# Adaptive PDE discretizations on cartesian grids : Algorithmic tools

## Part : Automatic differentiation
## Chapter : Dense automatic differentiation, and geodesic shooting

We illustrate dense automatic differentiation, both first and second order, with an application to geodesic shooting.

<!---
**Symplectic integrators**
In this notebook, we solve the equations of geodesics using a standard Runge-Kutta scheme. This may sound as a heresy since these equations benefit from a Hamiltonian structure, and can thus be solved more stably using a symplectic integrator, in principle. However, our Hamiltonians are *non-separable*, in other words they do *not* take the form 
$$
    H(q,p) = F(p) + V(q).
$$
For this reason, the implementation details of a symplectic scheme are non-trivial, and we thus stick to a standard ODE scheme.
--->

In [11]:
import sys; sys.path.append("../..") # Allow imports from parent directory

In [13]:
from Miscellaneous import TocTools; TocTools.displayTOC('Dense','Algo')

[**Summary**](Summary.ipynb) of this series of notebooks. [(view online)](http://nbviewer.jupyter.org/urls/rawgithub.com/Mirebeau/AdaptiveGridDiscretizations/master/Notebooks_Algo/Dense.ipynb)

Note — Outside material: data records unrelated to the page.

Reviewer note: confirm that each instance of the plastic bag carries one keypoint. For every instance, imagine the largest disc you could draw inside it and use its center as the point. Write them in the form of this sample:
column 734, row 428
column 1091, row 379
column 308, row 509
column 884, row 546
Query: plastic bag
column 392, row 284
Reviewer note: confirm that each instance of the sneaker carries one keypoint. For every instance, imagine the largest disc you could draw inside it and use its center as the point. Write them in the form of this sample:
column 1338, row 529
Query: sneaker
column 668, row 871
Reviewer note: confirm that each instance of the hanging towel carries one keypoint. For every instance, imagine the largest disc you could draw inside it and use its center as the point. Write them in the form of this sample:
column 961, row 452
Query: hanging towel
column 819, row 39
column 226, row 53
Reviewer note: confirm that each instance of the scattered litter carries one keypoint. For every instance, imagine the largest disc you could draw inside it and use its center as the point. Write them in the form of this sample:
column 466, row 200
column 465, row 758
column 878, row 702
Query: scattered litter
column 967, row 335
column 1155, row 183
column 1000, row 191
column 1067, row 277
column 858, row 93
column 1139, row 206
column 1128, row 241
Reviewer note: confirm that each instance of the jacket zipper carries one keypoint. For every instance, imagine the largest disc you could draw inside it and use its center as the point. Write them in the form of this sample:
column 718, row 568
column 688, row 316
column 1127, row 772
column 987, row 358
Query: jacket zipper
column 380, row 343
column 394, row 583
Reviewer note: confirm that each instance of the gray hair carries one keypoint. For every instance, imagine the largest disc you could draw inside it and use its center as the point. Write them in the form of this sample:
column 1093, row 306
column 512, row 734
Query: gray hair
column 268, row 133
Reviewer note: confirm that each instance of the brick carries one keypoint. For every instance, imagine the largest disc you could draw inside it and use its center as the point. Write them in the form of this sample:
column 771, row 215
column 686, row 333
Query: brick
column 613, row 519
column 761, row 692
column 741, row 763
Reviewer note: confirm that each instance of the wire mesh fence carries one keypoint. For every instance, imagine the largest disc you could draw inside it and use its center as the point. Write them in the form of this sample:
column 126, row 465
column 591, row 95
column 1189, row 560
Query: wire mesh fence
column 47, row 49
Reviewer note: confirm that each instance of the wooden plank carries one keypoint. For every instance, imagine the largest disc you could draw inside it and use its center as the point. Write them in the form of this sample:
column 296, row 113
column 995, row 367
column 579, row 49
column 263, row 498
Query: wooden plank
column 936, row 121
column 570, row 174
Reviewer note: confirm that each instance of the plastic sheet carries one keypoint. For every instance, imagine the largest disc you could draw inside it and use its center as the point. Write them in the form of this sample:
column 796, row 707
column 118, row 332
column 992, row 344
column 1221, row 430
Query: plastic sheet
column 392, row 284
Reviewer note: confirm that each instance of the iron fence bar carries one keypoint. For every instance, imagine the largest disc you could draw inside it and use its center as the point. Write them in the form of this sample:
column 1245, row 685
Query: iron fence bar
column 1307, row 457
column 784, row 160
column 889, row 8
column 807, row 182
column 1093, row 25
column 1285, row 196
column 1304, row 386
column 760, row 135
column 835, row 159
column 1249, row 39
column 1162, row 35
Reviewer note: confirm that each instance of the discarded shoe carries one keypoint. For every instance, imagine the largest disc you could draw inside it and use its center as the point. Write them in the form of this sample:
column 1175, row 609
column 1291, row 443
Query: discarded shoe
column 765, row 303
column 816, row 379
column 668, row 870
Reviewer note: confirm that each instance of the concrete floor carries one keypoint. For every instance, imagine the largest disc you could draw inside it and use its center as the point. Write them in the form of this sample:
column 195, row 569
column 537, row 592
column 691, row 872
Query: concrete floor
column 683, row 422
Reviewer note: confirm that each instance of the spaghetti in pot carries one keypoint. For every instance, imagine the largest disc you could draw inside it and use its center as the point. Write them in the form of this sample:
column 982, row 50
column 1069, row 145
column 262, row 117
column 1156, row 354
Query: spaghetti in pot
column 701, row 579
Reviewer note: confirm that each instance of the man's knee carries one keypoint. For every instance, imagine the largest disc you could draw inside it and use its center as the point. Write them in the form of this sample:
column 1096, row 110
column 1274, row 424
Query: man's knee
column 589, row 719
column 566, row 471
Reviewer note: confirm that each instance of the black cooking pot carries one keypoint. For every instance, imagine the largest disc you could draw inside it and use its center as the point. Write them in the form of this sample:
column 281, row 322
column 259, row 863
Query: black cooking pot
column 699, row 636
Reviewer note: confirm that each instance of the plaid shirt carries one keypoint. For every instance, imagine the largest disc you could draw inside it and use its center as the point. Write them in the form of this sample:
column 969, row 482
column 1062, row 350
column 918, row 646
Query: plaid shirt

[**Main summary**](../Summary.ipynb), including the other volumes of this work. [(view online)](http://nbviewer.jupyter.org/urls/rawgithub.com/Mirebeau/AdaptiveGridDiscretizations/master/Summary.ipynb)


# Table of contents

  * [1. Hamilton's equations of geodesics](#1.-Hamilton's-equations-of-geodesics)




**Acknowledgement.** The experiments presented in these notebooks are part of ongoing research, 
some of it with PhD student Guillaume Bonnet, in co-direction with Frederic Bonnans.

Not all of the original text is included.